25 ore dense, senza dubbio: l’arrivo a Milano, che per l’ennesima volta mi ha ricordato come mai non voglio andare a vivere in una citta che anche lontanamente ci si avvicini, l’entusiasmo e un pizzico di paura dei ragazzi del clan, forme e colori e armonia dell’aereoporto di Madrid. E poi i volti di un’intera stiva di persone con ognuno una storia da raccontare per riempire le 11 ore di viaggio che ci separavano da Lima, il pianto e le risate dei due bambini che avevo a destra e a sinistra, la maestosita’ della foresta Amazzonica anche se vista solo dall’alto e per poco, e le Ande con il loro marrone scuro e il tappeto di nuvole dentro al quale ci siamo tuffati per raggiungere Lima.
Ma cos’e’ che in realta’ mi ha fatto capire di trovarmi dall’altra parte del mondo, al di la’ dei nomi geografici e del cambio di temperatura? Forse e’ stato l’odore appena uscito dall’aereoporto, intriso di benzina e di umido, a tratti irrespirabile. O forse il cielo rosso sopra la mia testa, rosso per chissa’ quale motivo, ma sicuramente per qualcosa che ha poco a che fare con la salute di chi ci si trova sotto. Magari sono state le insegne tutto intorno a me che hanno scritte, colori e parole differenti, le case senza tetti ma con al piano superiore solo qualche parete e degli immancabili panni stesi.

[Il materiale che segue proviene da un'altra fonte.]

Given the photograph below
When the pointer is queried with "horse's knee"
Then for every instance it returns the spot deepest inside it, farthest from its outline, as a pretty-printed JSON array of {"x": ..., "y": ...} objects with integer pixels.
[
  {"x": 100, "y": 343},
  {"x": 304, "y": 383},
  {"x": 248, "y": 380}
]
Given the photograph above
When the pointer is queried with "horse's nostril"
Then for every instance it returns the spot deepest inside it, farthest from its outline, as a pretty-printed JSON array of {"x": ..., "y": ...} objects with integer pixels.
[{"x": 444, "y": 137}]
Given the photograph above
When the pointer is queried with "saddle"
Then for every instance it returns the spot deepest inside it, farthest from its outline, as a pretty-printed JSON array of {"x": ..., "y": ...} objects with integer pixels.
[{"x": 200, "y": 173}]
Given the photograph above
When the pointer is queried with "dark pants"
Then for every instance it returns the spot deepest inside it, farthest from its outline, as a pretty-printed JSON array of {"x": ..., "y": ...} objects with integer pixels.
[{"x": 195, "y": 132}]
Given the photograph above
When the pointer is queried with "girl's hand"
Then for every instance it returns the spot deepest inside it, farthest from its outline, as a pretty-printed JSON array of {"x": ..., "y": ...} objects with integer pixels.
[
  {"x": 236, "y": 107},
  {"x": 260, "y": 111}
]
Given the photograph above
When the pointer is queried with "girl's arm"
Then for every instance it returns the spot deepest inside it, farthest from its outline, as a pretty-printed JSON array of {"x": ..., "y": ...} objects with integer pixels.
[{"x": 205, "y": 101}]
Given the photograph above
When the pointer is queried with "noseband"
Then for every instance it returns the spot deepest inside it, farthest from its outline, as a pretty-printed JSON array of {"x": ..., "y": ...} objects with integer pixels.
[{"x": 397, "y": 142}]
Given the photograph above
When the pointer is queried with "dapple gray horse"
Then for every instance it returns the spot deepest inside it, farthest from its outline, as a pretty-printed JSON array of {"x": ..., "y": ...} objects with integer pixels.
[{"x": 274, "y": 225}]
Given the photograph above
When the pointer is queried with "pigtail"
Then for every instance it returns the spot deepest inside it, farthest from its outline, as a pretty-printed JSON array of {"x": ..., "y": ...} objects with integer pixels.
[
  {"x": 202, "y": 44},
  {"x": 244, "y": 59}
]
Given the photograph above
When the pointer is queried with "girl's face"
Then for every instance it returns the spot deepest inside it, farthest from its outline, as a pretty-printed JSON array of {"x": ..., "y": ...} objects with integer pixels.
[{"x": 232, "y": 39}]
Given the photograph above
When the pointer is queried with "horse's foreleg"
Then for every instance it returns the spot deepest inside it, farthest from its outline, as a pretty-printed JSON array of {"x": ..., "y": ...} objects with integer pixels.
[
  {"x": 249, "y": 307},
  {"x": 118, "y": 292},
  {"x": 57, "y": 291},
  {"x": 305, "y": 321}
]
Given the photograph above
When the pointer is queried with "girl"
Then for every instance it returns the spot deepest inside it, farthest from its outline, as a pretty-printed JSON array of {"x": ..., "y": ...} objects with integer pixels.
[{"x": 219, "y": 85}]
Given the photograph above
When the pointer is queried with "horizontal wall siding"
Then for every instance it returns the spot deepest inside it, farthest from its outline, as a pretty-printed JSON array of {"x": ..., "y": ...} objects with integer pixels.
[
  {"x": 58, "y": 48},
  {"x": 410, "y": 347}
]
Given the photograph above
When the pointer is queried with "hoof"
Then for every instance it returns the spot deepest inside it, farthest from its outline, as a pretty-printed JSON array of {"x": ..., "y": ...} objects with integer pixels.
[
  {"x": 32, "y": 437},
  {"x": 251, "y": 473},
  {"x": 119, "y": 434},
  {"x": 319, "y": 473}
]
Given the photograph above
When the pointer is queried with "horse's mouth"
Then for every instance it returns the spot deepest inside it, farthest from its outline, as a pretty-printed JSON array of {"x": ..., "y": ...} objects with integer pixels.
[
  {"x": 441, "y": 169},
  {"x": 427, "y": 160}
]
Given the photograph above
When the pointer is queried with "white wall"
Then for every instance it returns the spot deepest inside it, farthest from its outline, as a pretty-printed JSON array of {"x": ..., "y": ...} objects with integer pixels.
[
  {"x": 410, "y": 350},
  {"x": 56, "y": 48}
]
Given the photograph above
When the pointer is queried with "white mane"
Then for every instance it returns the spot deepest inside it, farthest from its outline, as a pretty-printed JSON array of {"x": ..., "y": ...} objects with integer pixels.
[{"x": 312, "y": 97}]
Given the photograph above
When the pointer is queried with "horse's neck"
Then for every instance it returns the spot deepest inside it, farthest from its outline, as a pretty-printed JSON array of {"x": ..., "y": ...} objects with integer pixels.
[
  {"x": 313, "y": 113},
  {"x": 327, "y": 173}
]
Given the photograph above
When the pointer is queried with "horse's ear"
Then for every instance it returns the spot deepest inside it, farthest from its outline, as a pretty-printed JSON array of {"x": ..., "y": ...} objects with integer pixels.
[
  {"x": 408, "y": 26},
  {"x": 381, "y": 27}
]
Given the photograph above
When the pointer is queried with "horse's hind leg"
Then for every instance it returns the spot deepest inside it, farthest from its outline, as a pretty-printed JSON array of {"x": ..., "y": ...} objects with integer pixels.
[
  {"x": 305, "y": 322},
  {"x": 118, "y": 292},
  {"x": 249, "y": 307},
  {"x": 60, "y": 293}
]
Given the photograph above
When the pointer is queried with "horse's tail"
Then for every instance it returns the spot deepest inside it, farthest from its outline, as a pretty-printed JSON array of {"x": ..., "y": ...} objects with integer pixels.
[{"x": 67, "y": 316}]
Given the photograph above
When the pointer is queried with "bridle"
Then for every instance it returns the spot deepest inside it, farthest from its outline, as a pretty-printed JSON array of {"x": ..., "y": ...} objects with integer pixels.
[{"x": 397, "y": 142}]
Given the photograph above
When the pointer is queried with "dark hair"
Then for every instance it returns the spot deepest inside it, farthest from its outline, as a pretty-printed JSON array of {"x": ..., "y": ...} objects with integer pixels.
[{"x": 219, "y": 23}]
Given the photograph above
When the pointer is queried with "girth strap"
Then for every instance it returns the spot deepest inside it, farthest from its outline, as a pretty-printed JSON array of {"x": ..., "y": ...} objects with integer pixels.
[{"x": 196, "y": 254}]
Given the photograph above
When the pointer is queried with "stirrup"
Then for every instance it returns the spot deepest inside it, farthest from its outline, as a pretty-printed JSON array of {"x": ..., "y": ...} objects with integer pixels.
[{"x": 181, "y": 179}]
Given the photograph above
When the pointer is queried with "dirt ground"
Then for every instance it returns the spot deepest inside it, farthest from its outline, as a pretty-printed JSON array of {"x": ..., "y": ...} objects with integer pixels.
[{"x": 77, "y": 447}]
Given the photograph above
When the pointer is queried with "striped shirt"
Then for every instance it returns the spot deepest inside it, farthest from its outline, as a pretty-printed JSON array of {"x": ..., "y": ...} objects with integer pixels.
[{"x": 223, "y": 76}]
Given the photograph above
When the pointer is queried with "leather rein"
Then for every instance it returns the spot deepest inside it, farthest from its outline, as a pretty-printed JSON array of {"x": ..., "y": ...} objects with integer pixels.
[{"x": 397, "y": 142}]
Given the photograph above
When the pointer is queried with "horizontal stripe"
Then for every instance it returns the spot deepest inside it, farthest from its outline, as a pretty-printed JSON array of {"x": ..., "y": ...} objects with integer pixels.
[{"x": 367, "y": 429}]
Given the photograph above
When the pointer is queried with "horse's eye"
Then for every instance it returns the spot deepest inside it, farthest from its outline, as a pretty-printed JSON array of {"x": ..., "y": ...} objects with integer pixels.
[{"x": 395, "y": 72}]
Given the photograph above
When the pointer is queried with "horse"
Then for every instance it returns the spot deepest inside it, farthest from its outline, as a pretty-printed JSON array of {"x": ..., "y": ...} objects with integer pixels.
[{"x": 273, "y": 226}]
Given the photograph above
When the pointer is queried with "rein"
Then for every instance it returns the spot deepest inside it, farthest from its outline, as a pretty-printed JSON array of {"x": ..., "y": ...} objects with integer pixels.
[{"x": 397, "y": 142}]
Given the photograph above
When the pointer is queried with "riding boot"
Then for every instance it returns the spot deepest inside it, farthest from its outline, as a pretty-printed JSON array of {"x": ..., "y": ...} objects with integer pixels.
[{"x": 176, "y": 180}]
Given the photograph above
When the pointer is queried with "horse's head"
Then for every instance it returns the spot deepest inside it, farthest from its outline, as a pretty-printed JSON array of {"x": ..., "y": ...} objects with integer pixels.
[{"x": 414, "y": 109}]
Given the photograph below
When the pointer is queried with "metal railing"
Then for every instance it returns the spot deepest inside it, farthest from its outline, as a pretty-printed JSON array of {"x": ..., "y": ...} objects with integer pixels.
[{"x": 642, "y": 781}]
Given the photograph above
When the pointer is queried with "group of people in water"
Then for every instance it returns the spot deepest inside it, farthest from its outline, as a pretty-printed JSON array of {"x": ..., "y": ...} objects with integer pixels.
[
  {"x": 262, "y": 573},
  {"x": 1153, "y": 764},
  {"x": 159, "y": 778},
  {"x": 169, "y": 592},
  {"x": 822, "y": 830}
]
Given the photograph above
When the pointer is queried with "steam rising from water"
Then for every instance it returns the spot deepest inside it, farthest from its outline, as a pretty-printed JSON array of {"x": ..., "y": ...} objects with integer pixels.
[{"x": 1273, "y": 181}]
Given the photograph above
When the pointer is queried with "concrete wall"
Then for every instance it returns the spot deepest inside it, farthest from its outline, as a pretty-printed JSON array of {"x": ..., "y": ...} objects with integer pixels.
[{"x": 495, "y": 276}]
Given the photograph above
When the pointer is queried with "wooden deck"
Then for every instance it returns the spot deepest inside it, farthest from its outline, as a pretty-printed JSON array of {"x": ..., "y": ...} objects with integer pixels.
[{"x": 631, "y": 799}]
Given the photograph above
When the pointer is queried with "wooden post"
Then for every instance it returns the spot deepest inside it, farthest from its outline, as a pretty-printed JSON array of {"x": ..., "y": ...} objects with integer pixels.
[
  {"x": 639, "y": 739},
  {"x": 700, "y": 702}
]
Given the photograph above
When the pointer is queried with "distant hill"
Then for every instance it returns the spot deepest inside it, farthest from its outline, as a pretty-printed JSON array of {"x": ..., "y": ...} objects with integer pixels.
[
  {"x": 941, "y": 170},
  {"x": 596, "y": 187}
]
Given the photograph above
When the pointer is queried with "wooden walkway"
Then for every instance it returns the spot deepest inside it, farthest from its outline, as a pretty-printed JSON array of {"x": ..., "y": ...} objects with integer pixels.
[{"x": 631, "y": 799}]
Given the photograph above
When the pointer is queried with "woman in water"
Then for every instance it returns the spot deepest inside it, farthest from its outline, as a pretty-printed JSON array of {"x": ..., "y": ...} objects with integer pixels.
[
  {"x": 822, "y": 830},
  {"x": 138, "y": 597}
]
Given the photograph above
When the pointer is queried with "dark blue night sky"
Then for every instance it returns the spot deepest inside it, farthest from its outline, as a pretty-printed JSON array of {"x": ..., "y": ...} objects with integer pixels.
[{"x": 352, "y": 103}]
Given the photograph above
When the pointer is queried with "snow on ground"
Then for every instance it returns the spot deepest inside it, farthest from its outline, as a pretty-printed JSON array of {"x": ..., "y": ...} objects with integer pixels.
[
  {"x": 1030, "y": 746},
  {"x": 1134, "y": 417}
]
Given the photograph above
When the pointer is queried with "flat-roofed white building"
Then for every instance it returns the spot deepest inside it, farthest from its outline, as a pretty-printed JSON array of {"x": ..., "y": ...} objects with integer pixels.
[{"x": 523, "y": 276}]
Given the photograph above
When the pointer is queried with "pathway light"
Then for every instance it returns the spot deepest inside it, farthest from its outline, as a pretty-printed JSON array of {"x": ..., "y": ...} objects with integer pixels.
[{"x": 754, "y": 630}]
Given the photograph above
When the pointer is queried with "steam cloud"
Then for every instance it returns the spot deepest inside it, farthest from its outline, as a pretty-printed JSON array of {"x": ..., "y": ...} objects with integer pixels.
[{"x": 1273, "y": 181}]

Oppure le “botega” aperte praticamente in ogni garage sotto le case, che mi chiedo se e come fanno ad andare avanti visto che ogni 100 metri ne trovi una uguale, i rumori della strada e dei mezzi che vi transitano con il loro rumore, veri padroni di ogni strada di Lima.
Forse un po’ tutto di questo, forse le molte altre cose ancora che i miei occhi hanno visto ma che la mia testa sta ancora elaborando cercando dei criteri di un ordine che ancora non gli sono propri. Ma forse no, forse c’e’ un fattore che piu’ di tutti mi ha fatto capire che mi trovo in un contesto nuovo dove ogni piu’ piccola cosa e’ nuova e ancora mai sperimentata: io e gli altri non sappiamo proprio come varcare quella sottile linea, non sempre presente, che segna il confine tra il posto dove puoi camminare tranquillo e la strada, dove l’unica regola e’ quella di chi suona il clacson piu’ spesso. Invece tutti quelli che abitano qui, persino i cani, ci riescono con tranquillita’, e da questo ho capito che sono uno straniero in una terra sconosciuta.